Eleição nova, problema antigo: casos de misoginia dominam as redes sociais
O Brasil parou para comentar – e produzir memes sobre – a cadeirada de José Luiz Datena (PSDB) em Pablo Marçal (PRTB) no debate da TV Cultura entre os candidatos à prefeitura de São Paulo no último domingo (15). A violência explícita, pontual e colérica do ato surpreendeu – não tanto pela reação de Datena, mas pelo ineditismo da situação.
Essa violência física, porém, que tanto divertiu as redes sociais e acendeu um alerta para a agressividade desta campanha (que parecia passar abaixo do radar até agora), encobre outra violência nada pontual, mas sim diária e que ocorre não só durante as eleições: a violência política de gênero. Um tipo de violência que cala mulheres na política e aniquila a representatividade, tão importante para as gerações futuras.
Em respeito às candidatas que serão mencionadas e para não aumentar o engajamento de imagens desinformativas, não usaremos prints para ilustrar esta edição.
Durante o debate da TV Cultura, comentários misóginos sobre Tabata Amaral (PSB) e Marina Helena (Novo) foram postados no X (suspenso no Brasil desde 30 de agosto), no Reddit e no YouTube. O assunto foi tema da 🔥Ebulição SP de terça (17), newsletter da Lupa sobre o que mais engaja em aplicativos de mensagem.
Deep fakes sexualizadas de Tabata são divulgadas desde os primeiros meses de 2024. No dia 13 de setembro, a campanha do PSB já havia acionado a Justiça Eleitoral em São Paulo com uma queixa-crime contra a disseminação de imagens manipuladas digitalmente que usam o rosto de Tabata em cenas de teor sexual. Há mais de 97% de chance de as imagens terem sido geradas por inteligência artificial (IA). A defesa da candidata alega que houve crime de injúria eleitoral e pede o oferecimento da denúncia contra os responsáveis pelas postagens. Até o momento, eles não foram identificados.
Em Bauru (SP), há uma situação semelhante. A prefeita e candidata à reeleição, Suellen Rosim (PSD), registrou um boletim de ocorrência na quarta (18) após ser vítima de uma deep fake que traz seu rosto sobre o corpo de uma mulher nua.

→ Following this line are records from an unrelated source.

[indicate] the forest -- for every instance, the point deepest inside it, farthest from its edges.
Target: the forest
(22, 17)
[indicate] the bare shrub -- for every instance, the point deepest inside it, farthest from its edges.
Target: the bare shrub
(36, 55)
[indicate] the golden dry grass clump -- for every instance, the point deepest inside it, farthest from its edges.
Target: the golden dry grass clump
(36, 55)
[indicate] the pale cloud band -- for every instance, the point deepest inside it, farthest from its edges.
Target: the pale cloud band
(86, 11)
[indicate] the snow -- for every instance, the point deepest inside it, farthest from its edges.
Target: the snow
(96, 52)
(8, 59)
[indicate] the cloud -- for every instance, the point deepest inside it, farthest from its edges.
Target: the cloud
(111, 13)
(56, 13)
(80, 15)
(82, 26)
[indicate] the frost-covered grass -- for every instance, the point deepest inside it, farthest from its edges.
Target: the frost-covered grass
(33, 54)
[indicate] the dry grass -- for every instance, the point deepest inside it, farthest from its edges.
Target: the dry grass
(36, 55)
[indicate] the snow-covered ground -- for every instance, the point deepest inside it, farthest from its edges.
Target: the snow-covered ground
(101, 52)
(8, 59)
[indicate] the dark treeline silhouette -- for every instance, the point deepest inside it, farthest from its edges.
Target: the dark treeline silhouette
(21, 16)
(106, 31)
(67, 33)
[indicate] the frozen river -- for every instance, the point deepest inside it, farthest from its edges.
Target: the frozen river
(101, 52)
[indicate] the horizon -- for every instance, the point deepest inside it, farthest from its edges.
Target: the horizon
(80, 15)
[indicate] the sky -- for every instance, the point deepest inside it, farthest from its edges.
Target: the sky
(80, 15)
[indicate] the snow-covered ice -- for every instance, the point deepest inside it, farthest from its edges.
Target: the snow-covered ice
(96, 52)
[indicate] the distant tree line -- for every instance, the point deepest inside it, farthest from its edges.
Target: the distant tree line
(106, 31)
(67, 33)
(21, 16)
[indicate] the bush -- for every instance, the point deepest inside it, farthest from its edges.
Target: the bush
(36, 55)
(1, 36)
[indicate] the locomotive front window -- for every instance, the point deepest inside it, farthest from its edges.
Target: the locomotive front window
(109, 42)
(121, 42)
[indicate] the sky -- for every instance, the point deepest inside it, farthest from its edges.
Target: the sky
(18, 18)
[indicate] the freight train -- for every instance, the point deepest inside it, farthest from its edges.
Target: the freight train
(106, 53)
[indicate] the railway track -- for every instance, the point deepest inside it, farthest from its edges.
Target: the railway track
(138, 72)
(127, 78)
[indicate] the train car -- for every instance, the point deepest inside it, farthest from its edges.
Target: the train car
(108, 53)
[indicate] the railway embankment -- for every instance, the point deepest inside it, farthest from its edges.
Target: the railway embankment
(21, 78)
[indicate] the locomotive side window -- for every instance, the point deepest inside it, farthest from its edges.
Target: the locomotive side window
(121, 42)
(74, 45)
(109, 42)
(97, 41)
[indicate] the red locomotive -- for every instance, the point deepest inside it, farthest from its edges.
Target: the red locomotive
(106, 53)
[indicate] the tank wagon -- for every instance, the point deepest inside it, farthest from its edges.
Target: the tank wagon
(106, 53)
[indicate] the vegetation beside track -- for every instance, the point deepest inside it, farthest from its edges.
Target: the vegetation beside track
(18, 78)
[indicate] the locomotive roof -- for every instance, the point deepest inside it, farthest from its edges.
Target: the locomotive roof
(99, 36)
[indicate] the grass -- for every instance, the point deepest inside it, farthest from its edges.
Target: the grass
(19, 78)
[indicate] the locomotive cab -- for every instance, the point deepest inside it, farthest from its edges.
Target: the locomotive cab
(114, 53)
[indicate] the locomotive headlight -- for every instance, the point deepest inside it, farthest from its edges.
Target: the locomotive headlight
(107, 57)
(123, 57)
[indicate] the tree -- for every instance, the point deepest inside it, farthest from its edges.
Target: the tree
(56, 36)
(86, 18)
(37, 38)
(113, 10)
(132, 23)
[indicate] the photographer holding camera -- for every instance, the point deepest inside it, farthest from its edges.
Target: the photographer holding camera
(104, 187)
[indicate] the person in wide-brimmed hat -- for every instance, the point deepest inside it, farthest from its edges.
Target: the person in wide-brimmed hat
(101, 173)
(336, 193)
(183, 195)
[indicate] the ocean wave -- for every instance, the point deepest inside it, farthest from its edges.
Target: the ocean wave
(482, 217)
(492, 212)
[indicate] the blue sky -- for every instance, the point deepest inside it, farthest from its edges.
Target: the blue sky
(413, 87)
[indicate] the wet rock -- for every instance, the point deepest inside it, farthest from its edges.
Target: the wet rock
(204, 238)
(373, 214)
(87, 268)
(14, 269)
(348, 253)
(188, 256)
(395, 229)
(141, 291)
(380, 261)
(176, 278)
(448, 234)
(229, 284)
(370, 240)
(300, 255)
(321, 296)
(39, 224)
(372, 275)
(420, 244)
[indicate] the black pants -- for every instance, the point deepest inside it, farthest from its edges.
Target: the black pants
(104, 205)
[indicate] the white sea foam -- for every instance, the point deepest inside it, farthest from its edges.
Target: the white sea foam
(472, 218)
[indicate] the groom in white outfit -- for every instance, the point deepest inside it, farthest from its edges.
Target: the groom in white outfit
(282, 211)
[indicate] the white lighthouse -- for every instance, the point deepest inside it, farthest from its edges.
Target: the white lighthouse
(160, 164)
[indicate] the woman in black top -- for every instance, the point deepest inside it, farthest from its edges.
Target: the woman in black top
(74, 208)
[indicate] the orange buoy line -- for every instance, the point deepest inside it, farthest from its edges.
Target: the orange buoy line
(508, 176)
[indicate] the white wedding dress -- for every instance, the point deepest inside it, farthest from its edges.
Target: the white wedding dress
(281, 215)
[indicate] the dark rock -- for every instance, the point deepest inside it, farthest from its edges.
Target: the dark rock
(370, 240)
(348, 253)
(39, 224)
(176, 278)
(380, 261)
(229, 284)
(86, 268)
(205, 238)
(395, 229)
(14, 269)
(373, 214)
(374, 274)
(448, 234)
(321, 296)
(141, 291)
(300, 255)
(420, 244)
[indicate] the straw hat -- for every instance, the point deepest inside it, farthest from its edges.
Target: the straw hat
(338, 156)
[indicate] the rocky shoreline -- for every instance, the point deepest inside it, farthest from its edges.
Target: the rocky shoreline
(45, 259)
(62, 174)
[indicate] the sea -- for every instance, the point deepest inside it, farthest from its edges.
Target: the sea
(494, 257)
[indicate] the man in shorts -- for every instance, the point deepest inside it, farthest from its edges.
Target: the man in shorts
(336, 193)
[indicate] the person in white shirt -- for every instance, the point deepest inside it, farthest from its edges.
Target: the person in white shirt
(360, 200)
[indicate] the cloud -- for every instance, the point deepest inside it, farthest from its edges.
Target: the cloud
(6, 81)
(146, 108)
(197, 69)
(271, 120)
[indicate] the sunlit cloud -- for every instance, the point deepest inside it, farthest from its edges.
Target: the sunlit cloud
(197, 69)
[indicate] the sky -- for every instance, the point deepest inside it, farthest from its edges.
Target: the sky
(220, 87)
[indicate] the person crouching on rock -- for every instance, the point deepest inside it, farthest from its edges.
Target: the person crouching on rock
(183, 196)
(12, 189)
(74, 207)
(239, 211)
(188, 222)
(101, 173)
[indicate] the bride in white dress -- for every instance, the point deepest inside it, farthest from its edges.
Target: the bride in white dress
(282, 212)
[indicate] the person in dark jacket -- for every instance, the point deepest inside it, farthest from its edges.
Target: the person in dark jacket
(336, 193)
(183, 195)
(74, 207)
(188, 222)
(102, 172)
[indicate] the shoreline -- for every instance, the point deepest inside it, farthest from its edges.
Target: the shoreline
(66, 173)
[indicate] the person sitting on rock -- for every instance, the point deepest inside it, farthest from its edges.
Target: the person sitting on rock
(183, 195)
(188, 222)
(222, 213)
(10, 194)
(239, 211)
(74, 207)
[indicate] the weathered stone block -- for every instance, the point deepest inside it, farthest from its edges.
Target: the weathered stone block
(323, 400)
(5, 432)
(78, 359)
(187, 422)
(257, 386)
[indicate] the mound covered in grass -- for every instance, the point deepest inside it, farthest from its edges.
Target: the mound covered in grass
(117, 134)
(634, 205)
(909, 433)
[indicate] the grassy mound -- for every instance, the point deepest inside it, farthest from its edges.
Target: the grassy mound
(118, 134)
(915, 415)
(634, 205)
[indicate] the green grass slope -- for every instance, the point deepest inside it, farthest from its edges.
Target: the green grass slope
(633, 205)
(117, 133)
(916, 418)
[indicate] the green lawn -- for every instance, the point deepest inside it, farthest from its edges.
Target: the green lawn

“Já fui desrespeitada outras vezes, seja com montagens maliciosas, seja com falas do tipo “ninfeta no prostíbulo”, "vassala", "vagabunda", que Bauru seria governada da senzala, entre tantas outras injúrias. Não posso admitir esse tipo de ataque, que revela o que nós, mulheres públicas, seja na política, seja em outras áreas de destaque, sofremos pelo simples fato de sermos mulheres.”
Desinformação, discurso de ódio e toda forma de ataque misógino não são uma exclusividade de São Paulo. Em Porto Alegre, a candidata à prefeitura Maria do Rosário (PT) – aquela que o ex-presidente Jair Bolsonaro disse em 2014 que não estupraria porque ela "não merece", por ser "muito feia" e porque ela não faria o seu "tipo" – foi acusada de criticar um policial que matou três assaltantes ao se defender. No entanto, trata-se de uma postagem falsa, que tenta reforçar o estereótipo de Maria do Rosário como “defensora de bandidos”.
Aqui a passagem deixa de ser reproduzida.